Relationship between depression and clinical outcome following anterior cervical discectomy and fusion

Kevin Phan, Dane Moran, Thomas Kostowski, Risheng Xu, Rory Goodwin, Benjamin Elder, Seba Ramhmdani, Ali Bydon


Background: Anterior cervical discectomy and fusion (ACDF) is a commonly performed procedure for patients with symptomatic degenerative conditions of the cervical spine. The objective is to assess the impact of preoperative depression and other baseline characteristics on patient reported clinical outcomes following ACDF surgery based on the experience at our institution.
Methods: This was a retrospective cohort study of some patients undergoing ACDF at a single institution from 2012 to 2014. Ninety-three patients that underwent an ACDF procedure were included. The primary outcome measure was post-operative Nurick score.

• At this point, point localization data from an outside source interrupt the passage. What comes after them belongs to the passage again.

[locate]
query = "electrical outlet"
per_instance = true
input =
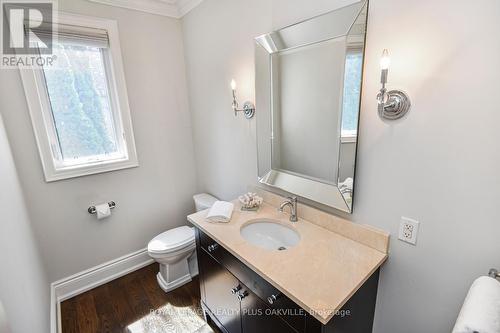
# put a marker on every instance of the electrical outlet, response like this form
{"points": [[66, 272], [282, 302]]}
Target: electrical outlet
{"points": [[408, 230]]}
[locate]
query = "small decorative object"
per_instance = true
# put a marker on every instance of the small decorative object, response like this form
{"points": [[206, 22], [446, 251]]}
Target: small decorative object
{"points": [[248, 107], [250, 201], [393, 104]]}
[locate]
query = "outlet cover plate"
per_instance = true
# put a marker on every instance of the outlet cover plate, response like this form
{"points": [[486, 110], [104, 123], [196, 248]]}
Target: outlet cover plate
{"points": [[408, 230]]}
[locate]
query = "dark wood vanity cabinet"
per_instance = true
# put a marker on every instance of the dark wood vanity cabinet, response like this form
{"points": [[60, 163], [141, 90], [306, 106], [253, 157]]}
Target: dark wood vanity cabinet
{"points": [[238, 300]]}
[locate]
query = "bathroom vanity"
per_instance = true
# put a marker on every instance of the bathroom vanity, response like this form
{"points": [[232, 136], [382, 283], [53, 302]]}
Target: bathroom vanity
{"points": [[323, 282]]}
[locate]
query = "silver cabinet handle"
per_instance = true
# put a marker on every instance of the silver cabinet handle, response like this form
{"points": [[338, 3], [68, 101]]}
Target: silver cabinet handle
{"points": [[242, 295], [235, 289], [271, 299], [212, 247]]}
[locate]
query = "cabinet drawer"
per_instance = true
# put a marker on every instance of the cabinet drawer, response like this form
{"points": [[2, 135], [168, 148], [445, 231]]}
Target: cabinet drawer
{"points": [[279, 305]]}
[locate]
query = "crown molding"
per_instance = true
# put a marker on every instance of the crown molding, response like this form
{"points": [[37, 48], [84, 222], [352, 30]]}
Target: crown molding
{"points": [[170, 8]]}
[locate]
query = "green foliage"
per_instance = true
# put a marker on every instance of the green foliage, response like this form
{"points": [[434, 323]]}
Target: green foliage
{"points": [[78, 109]]}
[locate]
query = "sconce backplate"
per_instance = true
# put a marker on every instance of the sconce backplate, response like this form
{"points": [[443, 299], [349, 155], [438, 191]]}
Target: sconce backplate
{"points": [[248, 110], [396, 106]]}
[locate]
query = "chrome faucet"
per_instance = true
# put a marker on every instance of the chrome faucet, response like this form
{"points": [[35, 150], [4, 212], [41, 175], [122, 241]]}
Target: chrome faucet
{"points": [[292, 202]]}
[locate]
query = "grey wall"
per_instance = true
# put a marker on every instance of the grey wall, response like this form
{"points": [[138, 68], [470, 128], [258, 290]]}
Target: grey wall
{"points": [[439, 165], [150, 199], [24, 288]]}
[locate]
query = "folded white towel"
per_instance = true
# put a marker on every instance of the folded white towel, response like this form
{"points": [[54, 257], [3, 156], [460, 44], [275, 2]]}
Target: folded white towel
{"points": [[481, 310], [220, 212]]}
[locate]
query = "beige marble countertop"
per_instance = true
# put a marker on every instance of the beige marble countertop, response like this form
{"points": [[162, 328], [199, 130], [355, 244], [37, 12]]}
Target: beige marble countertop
{"points": [[320, 273]]}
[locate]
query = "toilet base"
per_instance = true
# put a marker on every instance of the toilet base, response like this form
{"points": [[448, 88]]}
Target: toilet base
{"points": [[169, 286]]}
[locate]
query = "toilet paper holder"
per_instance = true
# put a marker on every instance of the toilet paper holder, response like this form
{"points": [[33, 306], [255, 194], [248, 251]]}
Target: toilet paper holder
{"points": [[92, 209]]}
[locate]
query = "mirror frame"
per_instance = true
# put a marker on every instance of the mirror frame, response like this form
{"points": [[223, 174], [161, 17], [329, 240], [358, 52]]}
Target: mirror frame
{"points": [[270, 44]]}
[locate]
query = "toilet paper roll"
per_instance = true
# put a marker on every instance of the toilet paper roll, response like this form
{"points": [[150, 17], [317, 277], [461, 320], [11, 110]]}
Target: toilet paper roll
{"points": [[102, 211]]}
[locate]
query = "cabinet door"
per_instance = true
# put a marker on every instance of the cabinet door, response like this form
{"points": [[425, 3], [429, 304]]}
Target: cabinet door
{"points": [[256, 316], [219, 299]]}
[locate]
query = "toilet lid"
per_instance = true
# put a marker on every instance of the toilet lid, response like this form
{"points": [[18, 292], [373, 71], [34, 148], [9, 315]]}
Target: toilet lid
{"points": [[172, 240]]}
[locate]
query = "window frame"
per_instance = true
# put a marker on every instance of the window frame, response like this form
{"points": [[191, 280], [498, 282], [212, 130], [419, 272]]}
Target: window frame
{"points": [[41, 113]]}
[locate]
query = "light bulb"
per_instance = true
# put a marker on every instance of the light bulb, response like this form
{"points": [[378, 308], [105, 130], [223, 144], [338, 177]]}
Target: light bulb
{"points": [[385, 61]]}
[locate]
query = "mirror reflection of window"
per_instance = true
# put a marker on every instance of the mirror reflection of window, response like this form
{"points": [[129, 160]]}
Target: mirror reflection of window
{"points": [[352, 91]]}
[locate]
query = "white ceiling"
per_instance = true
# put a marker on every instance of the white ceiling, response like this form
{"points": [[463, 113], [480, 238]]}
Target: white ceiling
{"points": [[170, 8]]}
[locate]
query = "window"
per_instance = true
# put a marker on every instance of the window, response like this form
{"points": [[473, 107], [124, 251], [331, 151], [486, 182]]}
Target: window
{"points": [[352, 91], [79, 104]]}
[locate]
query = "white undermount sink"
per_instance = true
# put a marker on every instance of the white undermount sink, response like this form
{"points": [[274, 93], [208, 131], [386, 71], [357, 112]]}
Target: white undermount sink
{"points": [[269, 234]]}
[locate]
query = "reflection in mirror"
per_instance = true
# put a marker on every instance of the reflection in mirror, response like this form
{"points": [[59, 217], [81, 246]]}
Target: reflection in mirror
{"points": [[308, 85]]}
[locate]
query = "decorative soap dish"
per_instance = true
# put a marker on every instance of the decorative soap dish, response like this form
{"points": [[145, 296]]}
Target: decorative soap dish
{"points": [[250, 202]]}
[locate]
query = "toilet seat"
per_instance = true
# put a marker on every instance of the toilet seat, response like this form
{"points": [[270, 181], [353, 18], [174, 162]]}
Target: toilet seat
{"points": [[172, 240]]}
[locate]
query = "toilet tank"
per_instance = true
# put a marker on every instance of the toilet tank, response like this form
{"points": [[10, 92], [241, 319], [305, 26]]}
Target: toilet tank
{"points": [[203, 201]]}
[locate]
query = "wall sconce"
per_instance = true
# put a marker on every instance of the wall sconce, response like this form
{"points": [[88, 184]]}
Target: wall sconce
{"points": [[393, 104], [248, 107]]}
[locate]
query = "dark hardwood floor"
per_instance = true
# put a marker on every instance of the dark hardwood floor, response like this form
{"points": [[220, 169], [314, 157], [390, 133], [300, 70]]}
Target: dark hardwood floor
{"points": [[135, 304]]}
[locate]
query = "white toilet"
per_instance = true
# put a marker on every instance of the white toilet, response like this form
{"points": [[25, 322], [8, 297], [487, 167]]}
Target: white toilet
{"points": [[175, 250]]}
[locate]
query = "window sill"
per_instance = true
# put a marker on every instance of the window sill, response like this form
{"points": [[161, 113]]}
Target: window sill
{"points": [[86, 170]]}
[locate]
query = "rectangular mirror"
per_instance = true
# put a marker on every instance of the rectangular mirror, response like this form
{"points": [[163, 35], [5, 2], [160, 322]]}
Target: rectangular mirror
{"points": [[308, 90]]}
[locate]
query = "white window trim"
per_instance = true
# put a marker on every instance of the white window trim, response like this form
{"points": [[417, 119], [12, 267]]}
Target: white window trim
{"points": [[37, 101]]}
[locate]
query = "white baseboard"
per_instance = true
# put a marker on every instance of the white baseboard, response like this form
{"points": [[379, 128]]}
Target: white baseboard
{"points": [[81, 282]]}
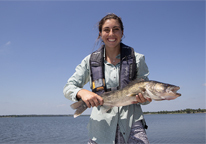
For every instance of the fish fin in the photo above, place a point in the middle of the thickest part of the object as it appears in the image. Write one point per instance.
(142, 90)
(80, 107)
(105, 108)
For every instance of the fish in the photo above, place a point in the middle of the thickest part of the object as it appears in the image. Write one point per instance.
(155, 90)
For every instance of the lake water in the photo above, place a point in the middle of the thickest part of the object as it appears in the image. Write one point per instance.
(163, 128)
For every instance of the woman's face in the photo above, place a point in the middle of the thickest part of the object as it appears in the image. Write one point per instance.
(111, 33)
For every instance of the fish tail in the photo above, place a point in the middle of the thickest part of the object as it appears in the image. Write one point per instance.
(80, 107)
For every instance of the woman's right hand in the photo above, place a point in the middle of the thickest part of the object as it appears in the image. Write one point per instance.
(91, 99)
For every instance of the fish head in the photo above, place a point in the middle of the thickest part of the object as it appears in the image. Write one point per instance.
(163, 91)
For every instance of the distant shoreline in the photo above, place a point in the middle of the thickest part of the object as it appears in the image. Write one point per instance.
(185, 111)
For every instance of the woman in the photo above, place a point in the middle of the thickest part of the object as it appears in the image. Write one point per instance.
(111, 67)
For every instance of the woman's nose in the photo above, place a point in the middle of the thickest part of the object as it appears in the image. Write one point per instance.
(111, 32)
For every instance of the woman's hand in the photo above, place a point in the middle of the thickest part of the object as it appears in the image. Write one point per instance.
(141, 99)
(91, 99)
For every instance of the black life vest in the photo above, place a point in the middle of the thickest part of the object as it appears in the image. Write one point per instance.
(128, 68)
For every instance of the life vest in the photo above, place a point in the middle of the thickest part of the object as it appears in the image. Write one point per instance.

Results: Sixteen (17.2%) patients had a formal diagnosis of depression compared to 77 (82.8%) patients without depression. On univariate analysis, patients with depression had statistically significantly higher Nurick scores compared to patients without depression after surgery (coefficient =0.55, 95% CI: 0.21–0.90, P=0.002). On multivariate analysis, there was a trend toward higher postoperative Nurick scores in patients that had depression (coefficient =0.31, 95% CI: −0.01–0.63, P=0.057).
Conclusions: This small retrospective study reveals an inverse relationship between preoperative depression and functional outcome. Further research should be performed to investigate this relationship and to investigate if treating depression can improve postoperative outcomes.